As business becomes more global, regulated, competitive, and digital, CFOs can expect their role to continue to evolve. Many of them — particularly those outside high-tech industries — are still struggling to understand how to harness digital technologies to run their organizations more effectively, increase shareholder value, and perhaps even chart a future course for their own careers.
The CFO of 2020
Looking ahead, what will the CFO role of 2020 look like, and what different skills and traits might finance chiefs need to add to their toolboxes in order to excel?
Deloitte CFO Frank Friedman
First, they will need to be more digitally sophisticated and tech-savvy in order to leverage technological innovations — from the cloud to big data, data analytics, and visualization — to advance their finance agenda and finance’s ability to partner with the business.
Internet entrepreneur and Silicon Alley venture capitalist Mark Andreesen famously quipped, “Software is eating the world.” Similarly, digital technology is fundamentally changing the way business is done and the way it provides value. Five years from now, a world-class finance organization may be defined by how well it uses innovative business tools and applications that leverage technologies like mobility, software-as-a-service, data visualization, predictive and cognitive analytics, and even social media to drive cost efficiencies, identify emerging business opportunities, sound the alarm when their organization is at risk, and help course-correct corporate strategy.
For example, with predictive analytics, a manufacturing company’s finance organization can forecast results by modeling probable outcomes based on real-time inputs and variables rather than point-in-time assumptions of what the key drivers are. That means finance can produce revenue predictions based on customer-experience profiles and actual current demand instead of previous results and prior-year trends, as most companies still do today. Those are the types of business insights that would be of significant value to most any company.
Likewise, finance can employ social media and crowd-sourcing technology to expedite business processes within the finance organization, such as the monthly close. The use of these collaboration tools can drive cycle-time reduction and enrich finance’s ability to capture explanatory content on challenging issues during the close process.
Already CFOs and their teams have troves of data at their fingertips to help address these and other questions. Five years from now, they’ll have even more — and better — ways to collect and store it. The challenge for finance is to transform that data into valuable and actionable insights. To do so, CFOs will have to be more strategic in thinking about how they can help drive their organization’s own transformation to a more digitally oriented world. That includes developing the capital capacity and allocation plan to achieve digital strategic objectives, and identifying the metrics to measure the success of digital investments. That will likely require more focus on their roles as catalysts, as well as strategists.
CFOs can lead the way by first addressing several critical items. One is mapping out the issues and questions that business leaders want technologies like big data and data analytics to help answer. Another is figuring out how to collect and house the data in a manner that’s as easily accessible as possible. And, they should refocus the finance talent agenda to bring into the organization people who have the skill sets to retrieve the data, interpret it, and use tools such as data visualization to transform the insights into a story that’s strategic and easily understood.

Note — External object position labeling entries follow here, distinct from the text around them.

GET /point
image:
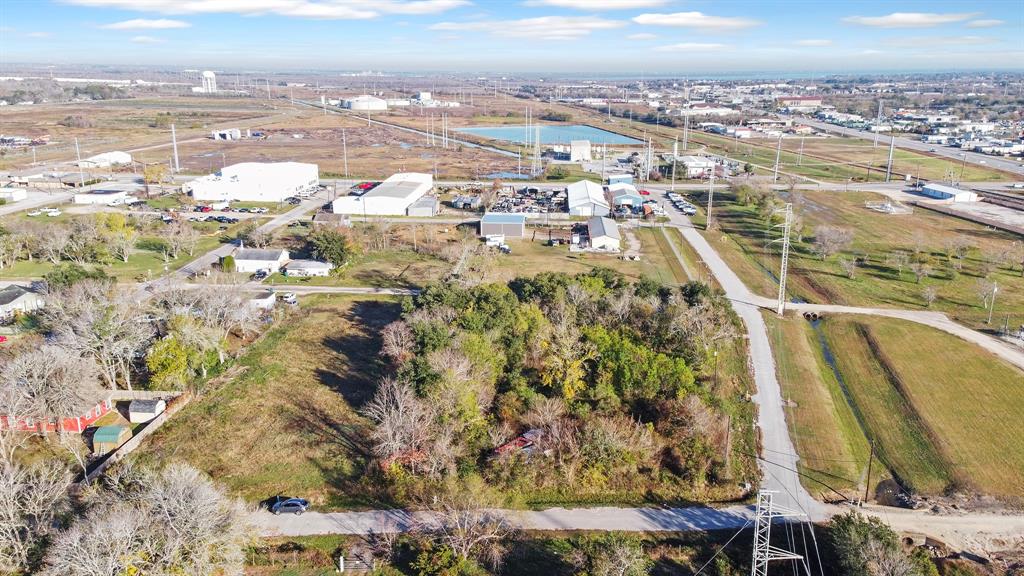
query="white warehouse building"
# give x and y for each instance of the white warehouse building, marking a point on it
(255, 181)
(587, 199)
(393, 197)
(365, 103)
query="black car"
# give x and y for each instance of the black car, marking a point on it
(281, 504)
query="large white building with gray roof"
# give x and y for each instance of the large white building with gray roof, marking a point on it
(393, 197)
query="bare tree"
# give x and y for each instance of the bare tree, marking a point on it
(464, 520)
(105, 323)
(403, 421)
(929, 294)
(921, 271)
(172, 522)
(829, 240)
(34, 496)
(52, 380)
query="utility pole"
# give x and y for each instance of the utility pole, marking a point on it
(889, 166)
(867, 485)
(763, 550)
(991, 304)
(778, 156)
(344, 152)
(78, 153)
(174, 144)
(780, 306)
(711, 198)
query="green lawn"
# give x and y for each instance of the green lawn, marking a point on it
(744, 242)
(937, 408)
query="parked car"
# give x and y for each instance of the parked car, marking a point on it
(282, 505)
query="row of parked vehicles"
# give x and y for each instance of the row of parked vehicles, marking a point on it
(681, 204)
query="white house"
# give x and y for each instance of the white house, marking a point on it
(13, 194)
(16, 298)
(696, 166)
(303, 269)
(580, 151)
(141, 411)
(943, 192)
(393, 197)
(255, 181)
(603, 234)
(587, 199)
(625, 195)
(249, 260)
(105, 160)
(366, 103)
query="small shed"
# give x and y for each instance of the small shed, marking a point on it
(109, 439)
(510, 225)
(141, 411)
(425, 207)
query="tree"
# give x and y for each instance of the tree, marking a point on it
(611, 553)
(331, 245)
(53, 382)
(34, 496)
(929, 294)
(174, 521)
(96, 320)
(829, 240)
(921, 270)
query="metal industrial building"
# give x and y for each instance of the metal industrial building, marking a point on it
(366, 103)
(587, 199)
(943, 192)
(255, 181)
(510, 225)
(393, 197)
(603, 234)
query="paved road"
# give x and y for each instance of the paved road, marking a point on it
(953, 154)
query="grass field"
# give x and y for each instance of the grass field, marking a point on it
(937, 425)
(743, 243)
(289, 424)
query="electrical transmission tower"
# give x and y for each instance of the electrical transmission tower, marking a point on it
(763, 550)
(780, 306)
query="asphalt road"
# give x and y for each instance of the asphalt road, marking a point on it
(954, 154)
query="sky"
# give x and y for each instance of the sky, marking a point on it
(591, 37)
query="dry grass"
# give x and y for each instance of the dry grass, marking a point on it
(289, 424)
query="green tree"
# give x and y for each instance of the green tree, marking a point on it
(331, 245)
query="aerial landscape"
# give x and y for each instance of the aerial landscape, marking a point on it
(511, 287)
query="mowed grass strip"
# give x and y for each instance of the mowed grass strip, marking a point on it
(971, 400)
(901, 438)
(832, 446)
(290, 424)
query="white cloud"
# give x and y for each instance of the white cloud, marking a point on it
(143, 24)
(690, 47)
(918, 41)
(696, 19)
(326, 9)
(597, 4)
(910, 19)
(985, 23)
(543, 28)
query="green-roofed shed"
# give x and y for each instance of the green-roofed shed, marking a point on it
(109, 439)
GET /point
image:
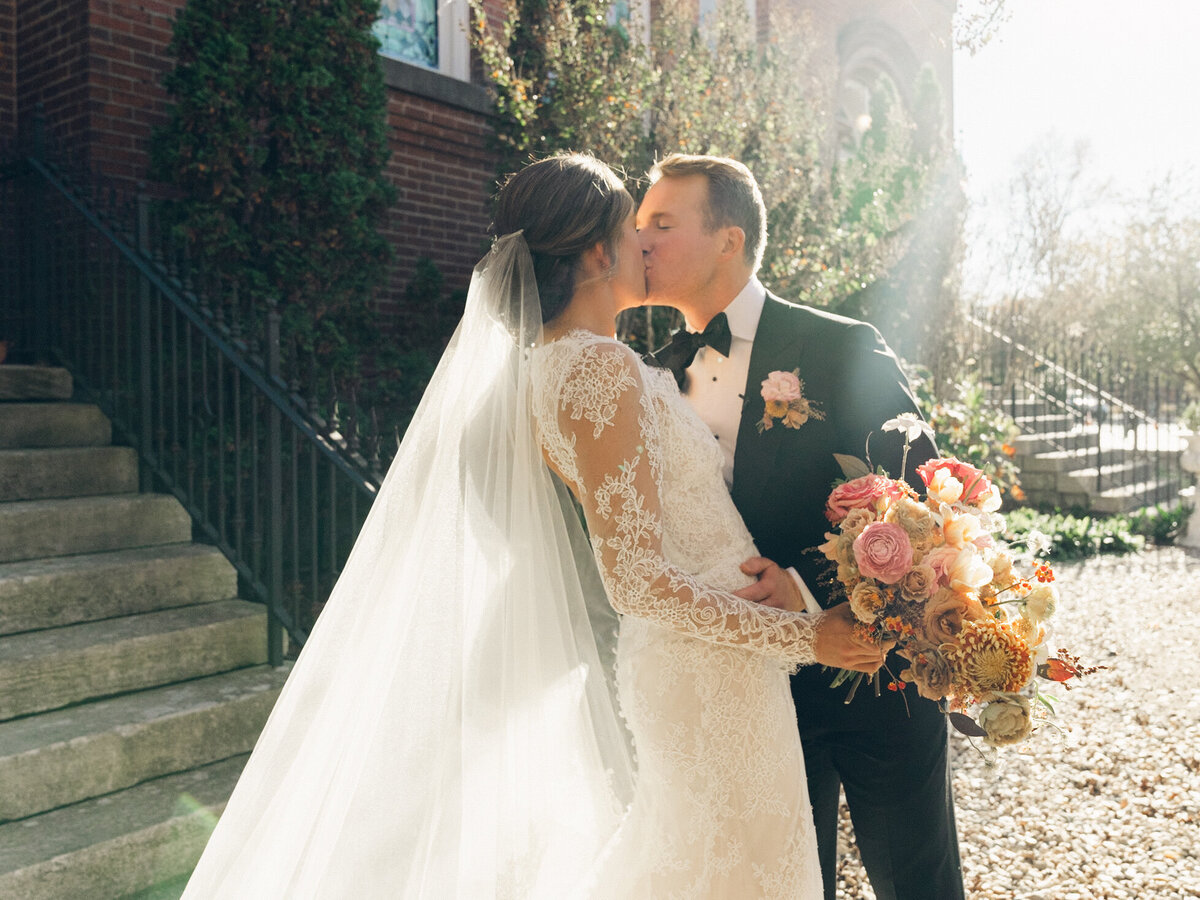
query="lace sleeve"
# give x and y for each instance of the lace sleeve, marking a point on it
(606, 423)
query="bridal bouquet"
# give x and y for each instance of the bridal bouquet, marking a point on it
(931, 575)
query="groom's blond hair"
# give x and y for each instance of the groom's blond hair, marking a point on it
(733, 197)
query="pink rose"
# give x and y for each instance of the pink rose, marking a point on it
(858, 493)
(976, 485)
(883, 552)
(781, 388)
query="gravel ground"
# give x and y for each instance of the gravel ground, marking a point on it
(1111, 810)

Needed: Multidisciplinary Skills
Five years from now, I expect that a big differentiator separating highly successful CFOs from others will be the ability to operationalize and execute company strategy based on data-driven insights. Many CEOs and boards already expect the CFO to expand his or her role to that of strategic adviser on growing the organization, as well as serving as the steward of the bottom line. Come 2020, as that expectation increases, CFOs may need to bring a much more multidisciplinary skill set to the job as well as broader career experiences, from working overseas to holding positions in sales and marketing, and even running a business unit.

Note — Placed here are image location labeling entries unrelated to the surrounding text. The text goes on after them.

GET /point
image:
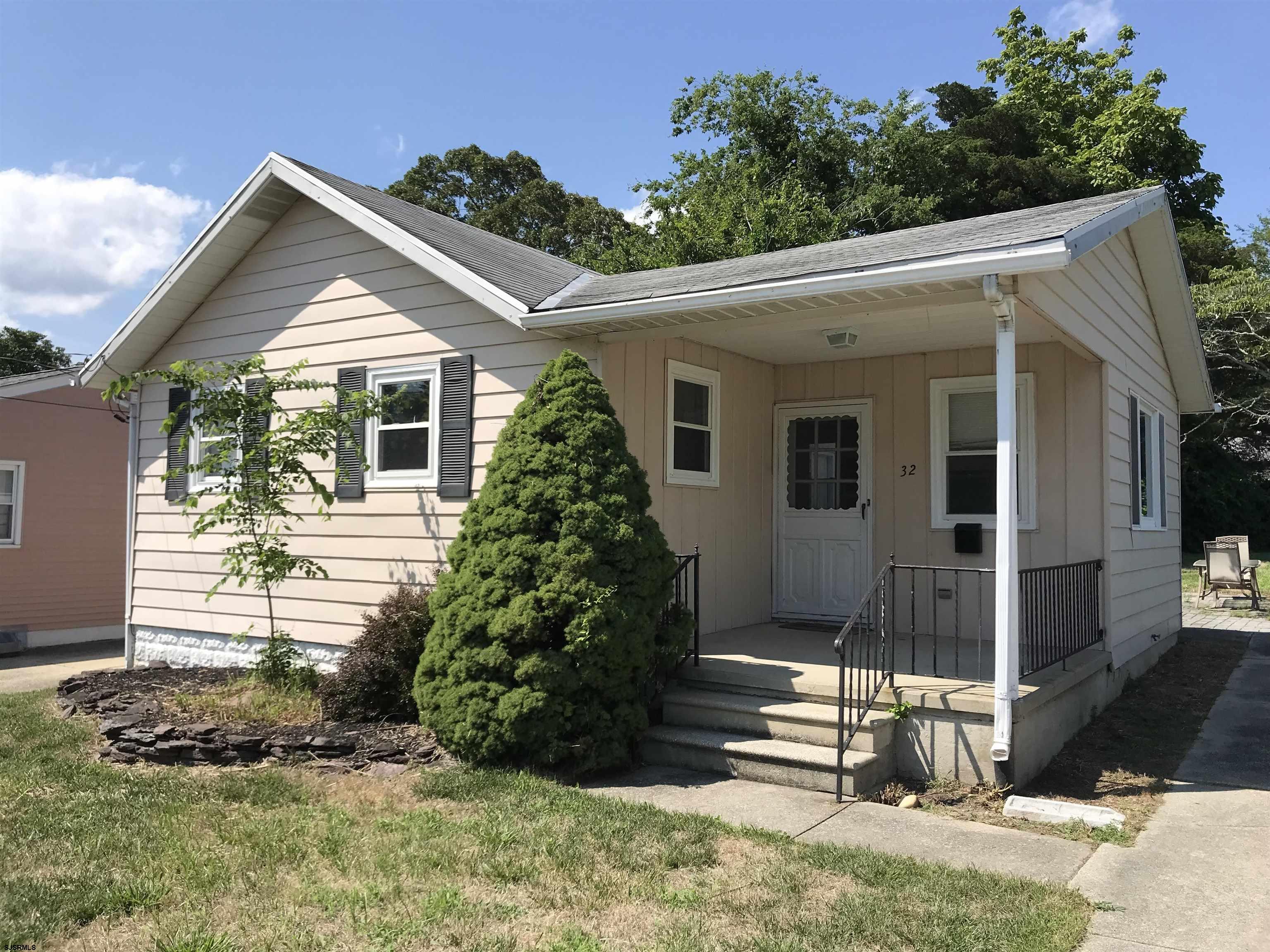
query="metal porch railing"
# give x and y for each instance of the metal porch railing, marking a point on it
(688, 596)
(1060, 615)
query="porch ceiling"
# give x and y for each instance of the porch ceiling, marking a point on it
(895, 320)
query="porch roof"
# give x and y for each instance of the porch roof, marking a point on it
(1067, 220)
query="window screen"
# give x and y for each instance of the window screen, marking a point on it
(691, 423)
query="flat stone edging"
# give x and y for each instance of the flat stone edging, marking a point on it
(136, 730)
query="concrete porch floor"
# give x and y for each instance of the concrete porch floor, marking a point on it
(803, 663)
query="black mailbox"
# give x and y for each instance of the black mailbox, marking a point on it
(968, 537)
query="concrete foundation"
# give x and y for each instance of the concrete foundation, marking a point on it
(182, 648)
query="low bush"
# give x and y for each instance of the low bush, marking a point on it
(374, 680)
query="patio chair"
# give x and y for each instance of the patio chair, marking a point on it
(1223, 569)
(1246, 563)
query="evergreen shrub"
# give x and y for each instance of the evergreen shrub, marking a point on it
(548, 628)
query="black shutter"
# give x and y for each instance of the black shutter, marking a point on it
(1134, 464)
(1164, 476)
(351, 476)
(176, 488)
(456, 427)
(261, 461)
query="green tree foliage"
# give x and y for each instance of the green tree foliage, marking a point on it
(788, 162)
(1226, 457)
(30, 352)
(510, 196)
(547, 628)
(262, 460)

From a career development standpoint, that means people with primarily finance and accounting backgrounds or those coming directly from the controller’s office will need to acquire experiences and skills outside of finance in order to qualify for the CFO’s changing role. Aspiring CFOs should purposefully collect a more well-rounded set of career experiences that play across the broader spectrum of an enterprise. One way to gauge if someone aspiring to be a CFO is on the right career development track: if the person can’t write a good P&L statement, that probably indicates a need for more operational experience.
The rising regulatory tide in many countries suggests that by 2020 CFOs also will need to work more closely with regulators, to help them understand why their organization may want to take a particular course of action in response to shifting economic, policy, market, and technology forces.
From a risk management perspective, there will likely be risks not yet foreseen for CFOs to monitor and manage strategically. For example, accounting for geopolitical risk will be imperative not just for big multinationals firms, but for most companies, as so many become more dependent on the global economy, be it operating in new overseas markets, having crucial supply chain links around the world, or locating people and operations. CFOs will need to give even greater consideration to the appropriate balance between on- and offshore operations, put in place backups for their global supply chains, and consider risk mitigation strategies around foreign exchange exposure.
While 2020 may seem far off, the reality is that it’s less than 20 quarters away. It’s time to start preparing.
Frank Friedman is CFO and COO of Deloitte LLP and Global COO of Deloitte Touche Tohmatsu Limited.